FIG. 5 is a diagram of a machine-readable storage medium for implementing an example of the tool described herein. As shown in FIG. 5, the instructions 501 for the AR device module, as described herein, are stored on a machine-readable storage medium 500. These instructions include instructions for implementing the elements described above, namely, instructions 502 for a traffic monitor, instructions 504 for a digitizer, instructions 506 for a generator to generate the display elements representing the network activity in an AR environment, and instructions 508 for a user interface that allows the user to control the module and AR environment as described herein.
In conclusion, aspects of the system and method are described herein with reference to flowchart illustrations and/or block diagrams of methods, apparatus (systems) and computer program products according to examples of the principles described herein.

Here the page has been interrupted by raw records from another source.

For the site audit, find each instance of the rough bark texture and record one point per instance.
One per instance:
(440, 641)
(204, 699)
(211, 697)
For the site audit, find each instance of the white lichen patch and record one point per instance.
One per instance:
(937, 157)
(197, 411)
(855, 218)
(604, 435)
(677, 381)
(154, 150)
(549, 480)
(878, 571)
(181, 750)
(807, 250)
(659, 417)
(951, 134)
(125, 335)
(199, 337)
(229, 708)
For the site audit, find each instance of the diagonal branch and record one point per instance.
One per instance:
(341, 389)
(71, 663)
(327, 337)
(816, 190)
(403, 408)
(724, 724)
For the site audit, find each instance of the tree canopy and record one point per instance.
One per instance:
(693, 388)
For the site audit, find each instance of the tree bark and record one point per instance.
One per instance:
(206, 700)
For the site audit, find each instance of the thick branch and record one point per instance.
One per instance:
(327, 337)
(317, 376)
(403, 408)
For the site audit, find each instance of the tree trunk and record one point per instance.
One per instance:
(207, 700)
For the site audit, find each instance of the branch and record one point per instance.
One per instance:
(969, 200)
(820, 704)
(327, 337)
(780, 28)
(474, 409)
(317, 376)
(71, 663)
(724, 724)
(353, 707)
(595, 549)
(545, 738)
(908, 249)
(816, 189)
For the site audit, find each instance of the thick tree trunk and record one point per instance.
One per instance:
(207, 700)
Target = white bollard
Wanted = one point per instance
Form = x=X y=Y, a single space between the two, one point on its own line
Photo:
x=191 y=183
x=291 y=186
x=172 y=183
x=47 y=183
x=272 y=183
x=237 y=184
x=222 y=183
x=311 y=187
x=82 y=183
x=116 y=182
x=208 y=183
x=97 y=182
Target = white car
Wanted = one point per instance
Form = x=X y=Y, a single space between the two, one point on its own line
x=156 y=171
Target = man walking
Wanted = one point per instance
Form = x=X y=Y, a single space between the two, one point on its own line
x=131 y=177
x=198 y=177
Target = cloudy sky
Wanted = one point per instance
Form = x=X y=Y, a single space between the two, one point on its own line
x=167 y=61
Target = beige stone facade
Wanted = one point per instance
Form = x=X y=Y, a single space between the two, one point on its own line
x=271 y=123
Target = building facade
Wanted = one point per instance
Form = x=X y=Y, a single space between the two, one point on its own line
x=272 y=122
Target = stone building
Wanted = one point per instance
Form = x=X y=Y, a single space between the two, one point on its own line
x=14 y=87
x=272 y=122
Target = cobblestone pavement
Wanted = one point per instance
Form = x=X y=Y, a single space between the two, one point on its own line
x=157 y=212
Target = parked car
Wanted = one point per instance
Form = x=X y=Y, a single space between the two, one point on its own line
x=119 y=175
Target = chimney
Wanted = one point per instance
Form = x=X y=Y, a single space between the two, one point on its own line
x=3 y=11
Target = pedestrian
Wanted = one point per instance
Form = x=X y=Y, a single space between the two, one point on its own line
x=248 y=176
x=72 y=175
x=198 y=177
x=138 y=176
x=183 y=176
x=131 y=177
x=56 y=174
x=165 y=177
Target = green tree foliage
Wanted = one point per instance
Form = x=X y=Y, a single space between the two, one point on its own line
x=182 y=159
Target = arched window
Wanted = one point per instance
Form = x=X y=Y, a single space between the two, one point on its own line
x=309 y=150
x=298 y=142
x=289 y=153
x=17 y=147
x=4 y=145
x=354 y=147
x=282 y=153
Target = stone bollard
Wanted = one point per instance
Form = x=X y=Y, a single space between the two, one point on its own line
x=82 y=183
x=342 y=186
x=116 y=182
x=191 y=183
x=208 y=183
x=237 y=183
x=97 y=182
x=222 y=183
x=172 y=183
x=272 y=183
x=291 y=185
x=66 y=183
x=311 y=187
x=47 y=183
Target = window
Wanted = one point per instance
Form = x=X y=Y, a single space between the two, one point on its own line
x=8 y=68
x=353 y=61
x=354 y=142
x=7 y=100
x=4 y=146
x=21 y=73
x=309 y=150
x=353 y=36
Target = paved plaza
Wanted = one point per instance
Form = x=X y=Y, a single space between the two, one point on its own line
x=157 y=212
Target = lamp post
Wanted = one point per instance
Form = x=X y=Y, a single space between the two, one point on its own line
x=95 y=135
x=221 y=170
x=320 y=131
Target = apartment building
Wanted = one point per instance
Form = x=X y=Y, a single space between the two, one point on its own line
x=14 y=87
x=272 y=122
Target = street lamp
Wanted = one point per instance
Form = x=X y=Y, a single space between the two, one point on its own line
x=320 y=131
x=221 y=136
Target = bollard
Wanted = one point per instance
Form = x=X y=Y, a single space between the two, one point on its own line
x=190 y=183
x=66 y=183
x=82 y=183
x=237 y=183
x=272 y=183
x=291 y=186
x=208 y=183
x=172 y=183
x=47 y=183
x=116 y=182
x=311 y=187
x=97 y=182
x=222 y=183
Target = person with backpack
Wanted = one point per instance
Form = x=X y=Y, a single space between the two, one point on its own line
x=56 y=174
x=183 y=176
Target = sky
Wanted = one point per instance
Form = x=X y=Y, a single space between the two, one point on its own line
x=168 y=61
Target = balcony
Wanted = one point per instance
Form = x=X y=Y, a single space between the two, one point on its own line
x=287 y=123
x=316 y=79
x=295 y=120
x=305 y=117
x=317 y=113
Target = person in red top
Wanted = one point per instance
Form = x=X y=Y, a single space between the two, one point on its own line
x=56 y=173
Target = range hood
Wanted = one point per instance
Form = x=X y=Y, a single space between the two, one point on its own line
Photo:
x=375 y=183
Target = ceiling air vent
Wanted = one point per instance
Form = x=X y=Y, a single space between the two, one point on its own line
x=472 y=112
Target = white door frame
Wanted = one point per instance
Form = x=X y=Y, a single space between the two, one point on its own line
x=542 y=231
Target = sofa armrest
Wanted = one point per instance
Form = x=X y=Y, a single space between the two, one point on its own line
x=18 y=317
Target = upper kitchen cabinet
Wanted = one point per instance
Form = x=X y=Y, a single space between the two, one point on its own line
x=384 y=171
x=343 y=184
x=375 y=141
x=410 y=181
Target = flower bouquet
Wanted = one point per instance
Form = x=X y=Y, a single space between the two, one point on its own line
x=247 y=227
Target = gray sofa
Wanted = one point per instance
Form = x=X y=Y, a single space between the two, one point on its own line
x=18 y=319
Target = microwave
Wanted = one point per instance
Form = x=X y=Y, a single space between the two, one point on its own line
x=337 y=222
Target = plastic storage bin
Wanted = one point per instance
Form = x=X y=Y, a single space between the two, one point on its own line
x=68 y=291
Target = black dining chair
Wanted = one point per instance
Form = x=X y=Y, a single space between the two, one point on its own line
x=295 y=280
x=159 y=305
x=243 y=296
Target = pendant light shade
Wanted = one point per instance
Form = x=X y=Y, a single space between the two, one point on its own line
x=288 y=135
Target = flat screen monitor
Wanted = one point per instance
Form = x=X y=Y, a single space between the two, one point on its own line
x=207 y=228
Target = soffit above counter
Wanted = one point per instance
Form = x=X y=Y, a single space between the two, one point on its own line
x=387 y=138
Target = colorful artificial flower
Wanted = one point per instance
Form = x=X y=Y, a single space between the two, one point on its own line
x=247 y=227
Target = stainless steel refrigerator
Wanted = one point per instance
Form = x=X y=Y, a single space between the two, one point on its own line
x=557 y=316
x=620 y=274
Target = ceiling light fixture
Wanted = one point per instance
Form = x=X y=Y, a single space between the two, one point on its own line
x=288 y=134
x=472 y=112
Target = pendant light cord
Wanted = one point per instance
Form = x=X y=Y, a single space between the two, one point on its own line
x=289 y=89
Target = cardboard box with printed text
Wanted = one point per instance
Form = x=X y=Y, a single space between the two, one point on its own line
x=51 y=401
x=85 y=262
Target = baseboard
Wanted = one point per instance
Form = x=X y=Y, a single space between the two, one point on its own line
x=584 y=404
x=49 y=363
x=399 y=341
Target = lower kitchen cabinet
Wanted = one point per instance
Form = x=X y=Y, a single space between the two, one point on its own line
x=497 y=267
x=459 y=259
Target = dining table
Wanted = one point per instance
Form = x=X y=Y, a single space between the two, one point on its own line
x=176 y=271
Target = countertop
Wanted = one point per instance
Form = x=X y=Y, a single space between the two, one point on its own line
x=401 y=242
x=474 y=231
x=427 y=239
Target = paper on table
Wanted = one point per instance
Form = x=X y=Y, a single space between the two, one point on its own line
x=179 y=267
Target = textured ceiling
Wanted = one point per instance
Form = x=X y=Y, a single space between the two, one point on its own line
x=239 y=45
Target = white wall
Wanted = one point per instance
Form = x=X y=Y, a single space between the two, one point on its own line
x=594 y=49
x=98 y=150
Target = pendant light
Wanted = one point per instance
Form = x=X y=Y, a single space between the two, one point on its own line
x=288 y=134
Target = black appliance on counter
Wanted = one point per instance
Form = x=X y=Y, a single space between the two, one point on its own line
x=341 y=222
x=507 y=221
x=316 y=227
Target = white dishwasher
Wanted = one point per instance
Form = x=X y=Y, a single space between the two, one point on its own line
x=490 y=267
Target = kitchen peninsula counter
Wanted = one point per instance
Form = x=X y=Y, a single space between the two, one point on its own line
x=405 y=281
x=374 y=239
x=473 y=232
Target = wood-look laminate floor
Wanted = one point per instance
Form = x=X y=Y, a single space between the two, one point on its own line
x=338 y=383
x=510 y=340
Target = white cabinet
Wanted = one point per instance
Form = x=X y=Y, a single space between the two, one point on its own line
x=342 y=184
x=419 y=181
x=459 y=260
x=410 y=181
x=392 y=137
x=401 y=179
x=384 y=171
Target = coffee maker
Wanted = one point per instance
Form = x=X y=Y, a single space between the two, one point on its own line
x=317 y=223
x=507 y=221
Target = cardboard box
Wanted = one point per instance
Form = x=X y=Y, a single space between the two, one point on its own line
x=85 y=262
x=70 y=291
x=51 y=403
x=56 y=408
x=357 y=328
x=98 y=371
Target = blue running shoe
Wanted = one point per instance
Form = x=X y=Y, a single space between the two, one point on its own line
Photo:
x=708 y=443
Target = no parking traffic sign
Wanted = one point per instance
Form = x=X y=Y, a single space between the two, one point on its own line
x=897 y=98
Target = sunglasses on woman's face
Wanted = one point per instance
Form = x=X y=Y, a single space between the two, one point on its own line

Each block of the flowchart illustrations and block diagrams, and combinations of blocks in the flowchart illustrations and block diagrams, may be implemented by computer usable program code. In one example, the computer usable program code may be embodied within a computer readable storage medium; the computer readable storage medium being part of the computer program product. In one example, the computer readable storage medium is a non-transitory computer readable medium.
The descriptions of the various embodiments of the present invention have been presented for purposes of illustration, but are not intended to be exhaustive or limited to the embodiments disclosed. Many modifications and variations will be apparent to those of ordinary skill in the art without departing from the scope and spirit of the described embodiments. The terminology used herein was chosen to best explain the principles of the embodiments, the practical application or technical improvement over technologies found in the marketplace, or to enable others of ordinary skill in the art to understand the embodiments disclosed herein.